This book maps recent developments in the landscape of education policy in higher and vocational education, the returns of education, curriculum design and education reforms, driven by social, economic, political and cultural factors. Contributed by over twenty authors from five continents, this collection provides diverse, innovative and useful perspectives on the ways education policy is researched, implemented and enacted. It helps researchers, policy makers, students and practitioners to better understand processes of policy making, its theory, practice and outcomes. Despite national differences, many shared features and challenges emerge from this book as education systems face the common need to reinvent their existing systems and processes.

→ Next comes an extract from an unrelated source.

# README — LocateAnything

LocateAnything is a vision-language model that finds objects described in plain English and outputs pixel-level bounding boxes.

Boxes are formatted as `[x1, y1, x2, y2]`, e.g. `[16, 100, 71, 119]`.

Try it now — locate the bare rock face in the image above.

Immigrant students’ educational pathways in Spain: Reflections on their engagement in vocational courses
In 2008 the Commission of the European Communities published the document “GREEN PAPER on migration & mobility: challenges and opportunities for EU education systems”. This document analyzed the main specific challenges that the European education system faced with regard to schools with large numbers of children from a migrant background. Education is considered a key to ensure that these pupils are equipped to become integrated, successful and productive citizens of the host country. However, the educational attainment of migrants and ethnic minorities is, on average, lower than that of other groups. The Green paper affirms that “at secondary level, a clear degree of segregation in enrolment emerges as migrant pupils are over-represented in vocationally oriented schools that typically do not lead to higher education” (p. 6).
As a consequence of the rapid increase in the number of migrant students, the Spanish school system faced important challenges. The OECD PISA survey on standard academic skills of 15-year-olds confirms that migrant pupils in this age group tend to perform less well than other pupils (OECD, 2013).